Referee’s report by Michael Faraday, 26 February 1848.

Image courtesy of The Royal Society Archives, London (RR/1/5)..

What was historic scientific peer review like?

The practice from which modern science gains much of its trust is in fact a recent development

While the scientific peer review process has been in use for nearly two centuries now, it was neither as set in stone nor as robust as it is today. That change, which has given modern science much of the public trust on which it now relies, came as recently as the 1970s with the corporatisation of the scientific journal—no doubt in part because the corporations themselves wanted to strengthen their legitimacy and business model.

An early review on record is for a paper by Michael Faraday on ‘Experimental researches in electricity’ (pictured below) by Samuel Hunter Christie (who proposed the Wheatstone bridge) and John Bostock. The review carries no discussions or recommendations for editing, simply a 15-page summary of the reviewer’s understanding of the paper and a recommendation for publication. This was no earlier than the 1830s and the entire peer review process was informal. It was simply a matter of having a couple of others look at a paper before it was published to make sure things were not completely ridiculous—not all that different from mainstream print media today.

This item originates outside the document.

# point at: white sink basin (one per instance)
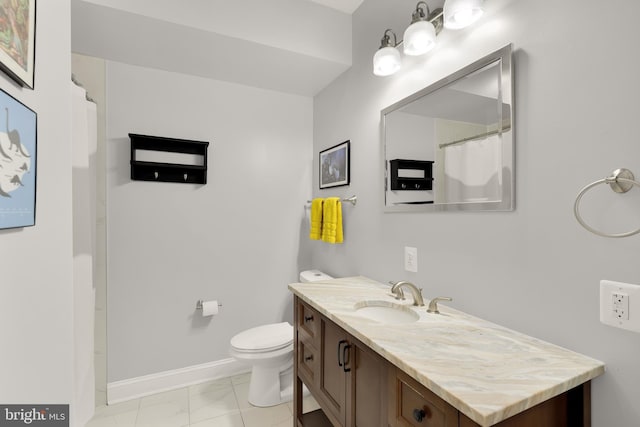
(385, 312)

Referees' reports: volume 1, peer reviews of scientific papers submitted to the Royal Society for publication, 1832-1849, RR/1, The Royal Society Archives, London, accessed on 24 October 2024

Just how informal was the process? Consider, for example, that around 1887 John Tyndall wrote to Lord Rayleigh that since he was off to Switzerland he could not review the paper sent to him. On the other hand Poynting’s review of a paper by Reinold and Rucker, in 1893, where the reviewer did manage to write down their thoughts and not skip town is just two pages long and recommends the paper for publication.

Early formalisation

From the peer reports released by the Royal Society Archives it is unclear when the changes happened or why but by 1900 we see that peer review was no longer simply letter writing. A format was introduced, properly typeset with the Society masthead, and called upon reviewers to fill in specifically requested responses as part of the peer review process.

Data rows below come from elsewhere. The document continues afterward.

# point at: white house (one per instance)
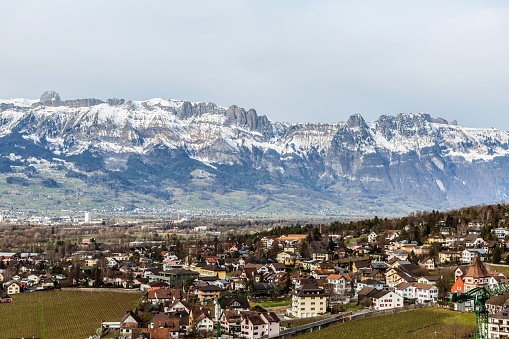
(424, 292)
(341, 282)
(501, 232)
(473, 240)
(468, 255)
(372, 236)
(405, 290)
(369, 283)
(384, 300)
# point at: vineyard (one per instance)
(424, 323)
(69, 314)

William Ramsay’s report from 1900 uses the new format. The review process was likely already confidential by this point but the new form makes that explicit. It also asks a few questions such as ‘whether ... it should be published in full or in part only, the part so to be published being indicated’ to which Ramsay answers simply “In full” (pictured below). There is a certain reductionism in the peer review here, making it shorter than the letters expected previously, so reviewers no longer noted their own summary of the paper, simply a word to allow publishing and sparse comments if it was worth their time.

William Ramsay’s referee report is characteristically curt, with one-word answers and just one brief, technical correction.

Interestingly, the format was changed less than a decade later. In Poynting’s 1913 review, for example (pictured below), we see an additional question: ‘Should illustrations be published?’ Unlike Ramsay’s one-word commentary, Poynting is more thorough, offering suggestions for modification and going out of his way to find additional space for his remarks, leaving himself barely enough space to sign. It becomes clear that by now the entire peer report is reduced to one sheet of paper.

John Henry Poynting, Referee's report by John Henry Poynting, on a paper 'A case of abnormal trichromatic colour vision due to a shift in the spectrum of the green-sensation curve' by William de Wiveleslie Abney and W Watson, July 1913, RR/20/1, The Royal Society Archives, London, accessed on 24 October 2024

Onwards and blind

If the physical process of the review was formalised, there were likely few unstated principles guiding it. For example, we take for granted today that the review is to be impartial and possibly blind (or double-blind) but even as late as the 1950s reviewers knew the authors and openly allowed themselves to be biased.

Writing to the Sectional Committee for physics, Harold Jeffrys notes about a paper by James Oldroyd that “Knowing the author, I have confidence that the analysis is correct.”

Interdisciplinary strains existed too, with the evolutionary biologist J.B.S. Haldane rejecting a paper by Alan Turing in which Turing was attempting to demonstrate the use of mathematics and computational modelling from physics in the biological sciences. Haldane’s demand was that the mathematical portion was to be re-written in its entirety, but he did admit the topic itself was worth publishing.

All of this goes to show that scientific publishing has always been a human endeavour intended to protect the trustworthiness and reliability of science and has frequently erred and reformed itself, much like science itself. With the informal format seen until the 1900s, it appears that most pre-quantum and pre-relativistic physics was established with a highly informal peer review process (or none if you go far back enough). But with increasing collaboration and increasing complexity, the peer report had to keep up with the demands placed on it to ensure high standards of integrity and reliability.

Scientific publishing today is plagued by different problems but the emergence of the likes of arXiv point to a return to informal peer review as a means of continuing scientific growth even as formal review processes and corporatised publishing continues to take its own time.